Platon l’avait adoptée sans réserves. Il allait, un peu plus tard, la développer éloquemment dans l’Apologie, comme le résumé substantiel de la pensée de son maître et aussi comme la sienne. Or, quel spectacle lui offrait alors Athènes, vue de Mégare ? Il y voyait quelques hommes politiques médiocres, qui essayaient de relever la démocratie, toute meurtrie encore de ses désastres récents. Plusieurs d’entre eux, tels qu’Anytos, l’auteur de la condamnation de Socrate, lui étaient personnellement odieux. Leur politique lui semblait inspirée par l’ignorance et par un esprit de basse adulation. Ce qui était nécessaire aux Athéniens, selon lui, c’était une réforme morale. À Mégare, on admirait Sparte victorieuse ; on s’expliquait ses succès par sa discipline, par l’union de ses citoyens, par l’autorité de leurs rois, par sa législation antique et respectée. Platon partageait cette admiration, avec ce qu’elle comportait d’illusion. Il subissait aussi le prestige que les rois de Perse, dans leur majesté lointaine, exerçaient sur l’esprit de beaucoup de Grecs. Plusieurs causes l’entretenaient : leur réputation de richesse, le faste de leur cour, ce qu’on racontait de l’éducation des princes et des jeunes gens des grandes familles, l’influence incontestable qu’ils avaient su prendre dans les affaires helléniques.
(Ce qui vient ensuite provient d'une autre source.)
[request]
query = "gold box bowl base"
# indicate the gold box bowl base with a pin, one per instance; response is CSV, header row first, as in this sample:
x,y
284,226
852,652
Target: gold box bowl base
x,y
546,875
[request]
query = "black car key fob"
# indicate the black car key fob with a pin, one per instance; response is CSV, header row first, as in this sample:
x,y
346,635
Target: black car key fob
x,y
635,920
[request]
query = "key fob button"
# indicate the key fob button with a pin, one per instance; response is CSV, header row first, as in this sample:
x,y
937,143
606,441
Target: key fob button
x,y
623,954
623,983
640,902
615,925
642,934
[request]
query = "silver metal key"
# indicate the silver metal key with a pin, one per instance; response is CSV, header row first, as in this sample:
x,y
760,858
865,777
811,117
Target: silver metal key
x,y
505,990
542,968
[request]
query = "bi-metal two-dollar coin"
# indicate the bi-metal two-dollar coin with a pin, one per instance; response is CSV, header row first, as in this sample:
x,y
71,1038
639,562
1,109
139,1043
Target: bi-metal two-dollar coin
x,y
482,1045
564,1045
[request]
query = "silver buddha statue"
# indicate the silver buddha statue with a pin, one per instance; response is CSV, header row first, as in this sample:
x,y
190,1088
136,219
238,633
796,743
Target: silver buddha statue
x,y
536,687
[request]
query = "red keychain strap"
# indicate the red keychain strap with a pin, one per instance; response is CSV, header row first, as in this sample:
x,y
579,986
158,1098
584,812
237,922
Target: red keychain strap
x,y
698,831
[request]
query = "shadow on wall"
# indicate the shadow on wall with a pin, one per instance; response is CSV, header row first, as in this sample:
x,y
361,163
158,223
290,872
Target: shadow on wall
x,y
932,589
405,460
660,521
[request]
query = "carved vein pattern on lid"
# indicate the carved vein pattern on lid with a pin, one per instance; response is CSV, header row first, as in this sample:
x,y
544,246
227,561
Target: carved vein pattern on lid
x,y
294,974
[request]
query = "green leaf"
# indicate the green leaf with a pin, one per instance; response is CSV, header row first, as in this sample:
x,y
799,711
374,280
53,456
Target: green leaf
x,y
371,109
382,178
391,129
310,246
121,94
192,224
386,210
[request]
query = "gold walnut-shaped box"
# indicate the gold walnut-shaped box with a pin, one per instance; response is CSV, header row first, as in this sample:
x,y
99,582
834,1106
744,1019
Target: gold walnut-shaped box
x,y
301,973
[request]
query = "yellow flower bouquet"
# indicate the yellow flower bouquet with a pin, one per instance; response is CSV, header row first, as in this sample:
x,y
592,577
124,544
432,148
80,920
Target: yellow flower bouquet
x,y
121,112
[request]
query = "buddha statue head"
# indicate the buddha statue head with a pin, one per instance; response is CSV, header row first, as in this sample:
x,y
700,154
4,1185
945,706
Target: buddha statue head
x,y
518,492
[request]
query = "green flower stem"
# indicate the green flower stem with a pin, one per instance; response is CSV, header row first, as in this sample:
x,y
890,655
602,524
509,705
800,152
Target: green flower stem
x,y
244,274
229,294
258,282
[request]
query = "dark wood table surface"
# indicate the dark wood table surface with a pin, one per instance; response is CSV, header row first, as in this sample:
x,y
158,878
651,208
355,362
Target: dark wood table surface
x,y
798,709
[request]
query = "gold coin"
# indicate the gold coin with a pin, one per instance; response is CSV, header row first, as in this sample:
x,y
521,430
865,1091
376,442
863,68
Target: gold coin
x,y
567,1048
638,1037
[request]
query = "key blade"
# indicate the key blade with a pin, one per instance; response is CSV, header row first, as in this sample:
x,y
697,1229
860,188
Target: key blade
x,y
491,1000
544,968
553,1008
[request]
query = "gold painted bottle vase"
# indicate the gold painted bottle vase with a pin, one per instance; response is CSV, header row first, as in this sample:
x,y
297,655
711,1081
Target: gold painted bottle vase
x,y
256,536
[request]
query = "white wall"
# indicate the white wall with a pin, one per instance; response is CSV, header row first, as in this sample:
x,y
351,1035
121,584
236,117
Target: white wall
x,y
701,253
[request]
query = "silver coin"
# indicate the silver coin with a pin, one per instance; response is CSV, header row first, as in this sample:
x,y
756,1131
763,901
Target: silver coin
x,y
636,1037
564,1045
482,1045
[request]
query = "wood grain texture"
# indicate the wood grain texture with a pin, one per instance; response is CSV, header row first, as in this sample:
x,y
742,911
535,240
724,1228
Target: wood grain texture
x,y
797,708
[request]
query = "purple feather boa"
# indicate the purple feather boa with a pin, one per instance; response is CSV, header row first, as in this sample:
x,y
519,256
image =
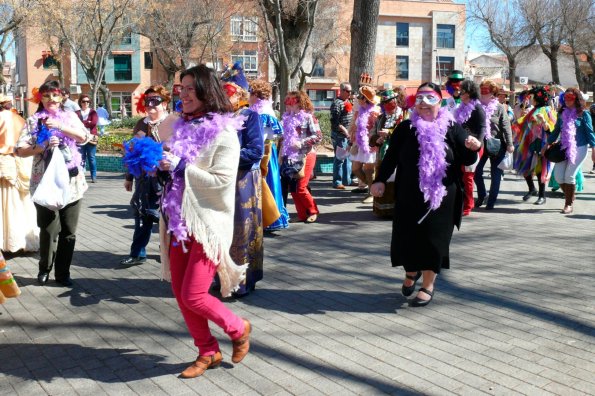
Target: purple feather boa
x,y
188,140
263,106
568,134
291,139
361,124
65,119
490,109
432,155
463,111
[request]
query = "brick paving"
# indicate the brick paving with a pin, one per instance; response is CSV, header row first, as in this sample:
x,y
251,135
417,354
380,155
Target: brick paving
x,y
514,315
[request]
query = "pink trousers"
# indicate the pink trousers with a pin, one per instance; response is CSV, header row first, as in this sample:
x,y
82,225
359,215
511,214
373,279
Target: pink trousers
x,y
304,202
191,276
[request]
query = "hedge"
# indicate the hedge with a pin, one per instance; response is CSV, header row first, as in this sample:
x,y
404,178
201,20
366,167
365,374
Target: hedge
x,y
121,130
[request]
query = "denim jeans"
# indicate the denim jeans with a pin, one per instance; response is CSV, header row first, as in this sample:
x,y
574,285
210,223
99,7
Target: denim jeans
x,y
143,226
495,175
88,153
341,168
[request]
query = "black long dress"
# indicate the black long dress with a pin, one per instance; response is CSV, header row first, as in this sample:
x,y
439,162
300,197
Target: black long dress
x,y
424,246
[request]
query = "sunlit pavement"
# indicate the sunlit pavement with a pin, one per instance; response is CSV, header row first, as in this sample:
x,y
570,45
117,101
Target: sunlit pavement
x,y
514,315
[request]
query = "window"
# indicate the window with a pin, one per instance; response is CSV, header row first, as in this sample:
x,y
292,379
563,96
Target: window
x,y
250,61
402,67
318,69
402,34
445,65
126,39
122,67
445,36
148,60
117,99
243,29
49,62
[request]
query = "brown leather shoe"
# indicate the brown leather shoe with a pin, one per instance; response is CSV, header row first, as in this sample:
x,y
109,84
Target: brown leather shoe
x,y
242,344
202,364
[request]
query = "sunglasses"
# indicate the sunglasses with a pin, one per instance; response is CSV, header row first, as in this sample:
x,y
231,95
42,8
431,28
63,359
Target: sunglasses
x,y
291,101
430,98
153,101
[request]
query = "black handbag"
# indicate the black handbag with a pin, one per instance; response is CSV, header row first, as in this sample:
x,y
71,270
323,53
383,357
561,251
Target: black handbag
x,y
555,153
492,146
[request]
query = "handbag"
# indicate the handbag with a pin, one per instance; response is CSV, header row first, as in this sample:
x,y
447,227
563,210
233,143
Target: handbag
x,y
493,146
555,153
53,191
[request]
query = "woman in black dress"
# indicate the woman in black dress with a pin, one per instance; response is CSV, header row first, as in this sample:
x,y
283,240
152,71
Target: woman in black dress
x,y
428,152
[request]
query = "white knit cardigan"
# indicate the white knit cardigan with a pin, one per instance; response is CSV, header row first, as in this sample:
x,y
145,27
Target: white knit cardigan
x,y
208,208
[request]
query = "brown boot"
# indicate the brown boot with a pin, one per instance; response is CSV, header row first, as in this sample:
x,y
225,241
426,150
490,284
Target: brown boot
x,y
242,344
202,364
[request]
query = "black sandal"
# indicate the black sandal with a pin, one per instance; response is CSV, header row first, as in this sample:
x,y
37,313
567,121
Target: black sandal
x,y
418,302
408,290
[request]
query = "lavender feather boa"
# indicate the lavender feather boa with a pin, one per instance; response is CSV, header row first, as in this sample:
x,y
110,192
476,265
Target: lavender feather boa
x,y
463,111
291,139
187,142
361,131
490,109
432,155
568,133
44,133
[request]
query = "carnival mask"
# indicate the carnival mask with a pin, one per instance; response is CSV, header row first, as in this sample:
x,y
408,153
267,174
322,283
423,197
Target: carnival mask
x,y
291,101
51,96
390,106
429,98
153,101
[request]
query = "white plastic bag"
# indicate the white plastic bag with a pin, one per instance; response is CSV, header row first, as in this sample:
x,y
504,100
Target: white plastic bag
x,y
506,163
341,153
53,191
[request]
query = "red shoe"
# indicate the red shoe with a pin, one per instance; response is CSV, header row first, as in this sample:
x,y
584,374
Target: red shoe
x,y
242,344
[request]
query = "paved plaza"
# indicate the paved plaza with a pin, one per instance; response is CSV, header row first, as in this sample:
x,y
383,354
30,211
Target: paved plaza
x,y
514,315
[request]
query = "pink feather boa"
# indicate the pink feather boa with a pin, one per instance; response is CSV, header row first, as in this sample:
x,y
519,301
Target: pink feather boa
x,y
187,142
361,124
432,158
291,139
568,134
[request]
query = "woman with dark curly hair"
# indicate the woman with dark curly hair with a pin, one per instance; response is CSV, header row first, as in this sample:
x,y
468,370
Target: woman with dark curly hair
x,y
301,134
471,116
532,131
574,128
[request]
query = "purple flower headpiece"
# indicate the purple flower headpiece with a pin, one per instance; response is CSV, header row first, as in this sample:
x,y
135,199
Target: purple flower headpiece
x,y
43,133
568,133
432,158
188,140
291,138
361,132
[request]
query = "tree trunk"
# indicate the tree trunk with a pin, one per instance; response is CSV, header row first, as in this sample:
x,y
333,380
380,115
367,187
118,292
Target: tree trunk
x,y
554,66
512,77
364,28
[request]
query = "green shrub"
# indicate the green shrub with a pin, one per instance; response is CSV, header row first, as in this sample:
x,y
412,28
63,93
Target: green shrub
x,y
106,143
324,120
126,123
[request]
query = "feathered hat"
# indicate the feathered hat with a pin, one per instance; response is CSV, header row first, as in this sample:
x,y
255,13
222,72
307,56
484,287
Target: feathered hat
x,y
235,74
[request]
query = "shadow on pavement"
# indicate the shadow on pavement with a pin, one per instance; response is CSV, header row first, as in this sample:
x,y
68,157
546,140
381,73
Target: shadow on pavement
x,y
303,302
45,362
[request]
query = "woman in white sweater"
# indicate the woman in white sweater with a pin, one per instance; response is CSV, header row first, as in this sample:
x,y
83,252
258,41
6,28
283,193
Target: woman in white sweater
x,y
197,206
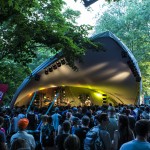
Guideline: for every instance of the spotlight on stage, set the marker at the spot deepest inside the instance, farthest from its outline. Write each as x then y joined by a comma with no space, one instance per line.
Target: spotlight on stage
58,64
50,69
88,2
55,66
63,61
46,71
37,77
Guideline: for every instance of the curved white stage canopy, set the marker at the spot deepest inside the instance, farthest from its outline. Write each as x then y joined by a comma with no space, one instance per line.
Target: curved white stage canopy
114,72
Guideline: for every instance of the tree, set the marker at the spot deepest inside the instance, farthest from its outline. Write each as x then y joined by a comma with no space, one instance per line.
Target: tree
130,21
26,25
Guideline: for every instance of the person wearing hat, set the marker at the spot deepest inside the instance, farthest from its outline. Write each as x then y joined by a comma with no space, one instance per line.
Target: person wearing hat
22,134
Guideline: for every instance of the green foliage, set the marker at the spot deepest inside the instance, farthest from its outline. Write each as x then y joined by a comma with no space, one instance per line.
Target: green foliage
34,30
130,21
12,74
24,24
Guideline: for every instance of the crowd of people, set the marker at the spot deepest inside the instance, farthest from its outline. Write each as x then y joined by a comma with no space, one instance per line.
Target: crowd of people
121,127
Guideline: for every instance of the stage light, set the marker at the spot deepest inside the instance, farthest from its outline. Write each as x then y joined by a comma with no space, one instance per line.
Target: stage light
89,2
46,71
58,64
63,62
37,77
55,67
50,69
124,54
138,79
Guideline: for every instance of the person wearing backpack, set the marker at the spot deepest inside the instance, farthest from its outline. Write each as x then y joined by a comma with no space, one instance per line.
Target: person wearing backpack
98,138
22,134
66,126
33,119
82,130
47,133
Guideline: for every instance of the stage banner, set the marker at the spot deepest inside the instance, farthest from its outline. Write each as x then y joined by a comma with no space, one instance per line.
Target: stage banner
3,89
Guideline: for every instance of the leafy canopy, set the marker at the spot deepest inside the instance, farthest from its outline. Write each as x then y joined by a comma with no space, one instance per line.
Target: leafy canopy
130,21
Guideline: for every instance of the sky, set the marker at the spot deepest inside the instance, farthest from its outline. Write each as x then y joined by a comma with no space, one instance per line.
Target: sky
87,17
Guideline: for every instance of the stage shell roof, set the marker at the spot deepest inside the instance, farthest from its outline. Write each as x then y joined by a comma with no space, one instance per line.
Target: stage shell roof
114,71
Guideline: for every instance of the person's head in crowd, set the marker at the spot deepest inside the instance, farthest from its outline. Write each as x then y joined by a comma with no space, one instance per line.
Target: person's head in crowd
147,109
68,115
72,142
56,110
111,111
123,122
75,110
142,128
89,113
102,119
85,120
23,123
128,112
20,144
1,121
44,118
75,121
49,120
66,126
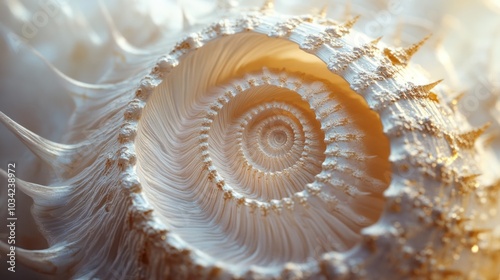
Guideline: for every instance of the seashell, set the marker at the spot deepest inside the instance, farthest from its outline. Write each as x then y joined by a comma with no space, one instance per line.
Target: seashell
264,145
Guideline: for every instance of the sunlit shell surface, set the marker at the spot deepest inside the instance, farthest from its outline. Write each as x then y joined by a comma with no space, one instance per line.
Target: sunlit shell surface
225,140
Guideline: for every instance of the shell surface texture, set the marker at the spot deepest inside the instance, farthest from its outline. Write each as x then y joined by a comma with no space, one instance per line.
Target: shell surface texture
224,140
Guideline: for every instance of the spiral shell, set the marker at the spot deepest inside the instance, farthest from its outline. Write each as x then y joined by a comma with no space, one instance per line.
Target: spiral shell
307,150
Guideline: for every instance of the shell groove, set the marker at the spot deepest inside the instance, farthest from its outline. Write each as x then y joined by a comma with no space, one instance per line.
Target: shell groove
366,171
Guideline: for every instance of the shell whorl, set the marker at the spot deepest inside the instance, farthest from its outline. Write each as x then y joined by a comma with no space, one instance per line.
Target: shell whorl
304,151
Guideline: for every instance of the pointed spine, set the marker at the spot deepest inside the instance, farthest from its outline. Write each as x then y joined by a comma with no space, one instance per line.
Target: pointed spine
402,56
54,154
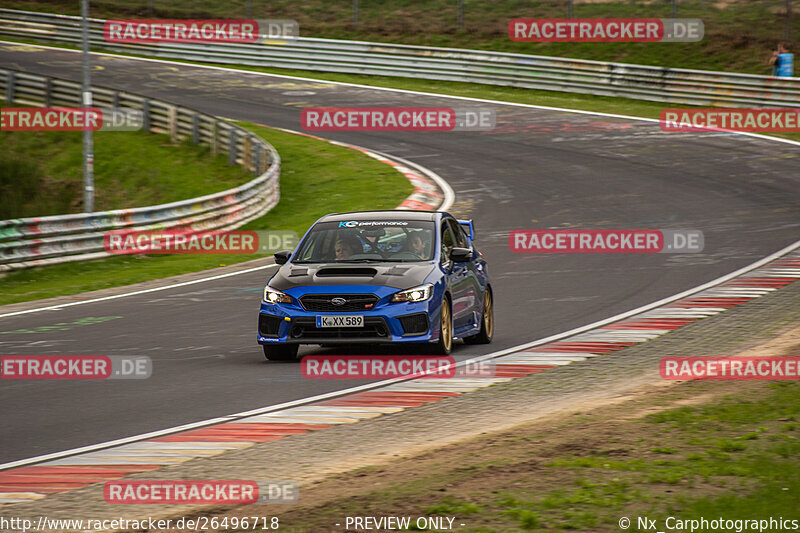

Si des politiques attentifs et avisés pouvaient déjà discerner sous ces dehors brillants bien des faiblesses, un philosophe était excusable de se montrer moins clairvoyant. Opposant donc par la pensée ces puissances imposantes à l’impuissance actuelle d’Athènes, il estimait que l’avenir de son pays n’était pas dans la poursuite chimérique d’une prédominance devenue impossible, mais plutôt dans la réalisation d’une vie moralement meilleure. Il lui parut qu’il serait utile de mettre en contraste, dans un écrit qui se ferait lire, ces deux conceptions divergentes, celle de la politique d’ambition d’une part, celle de la politique de réforme morale et de justice d’autre part ; et il écrivit l’Alcibiade.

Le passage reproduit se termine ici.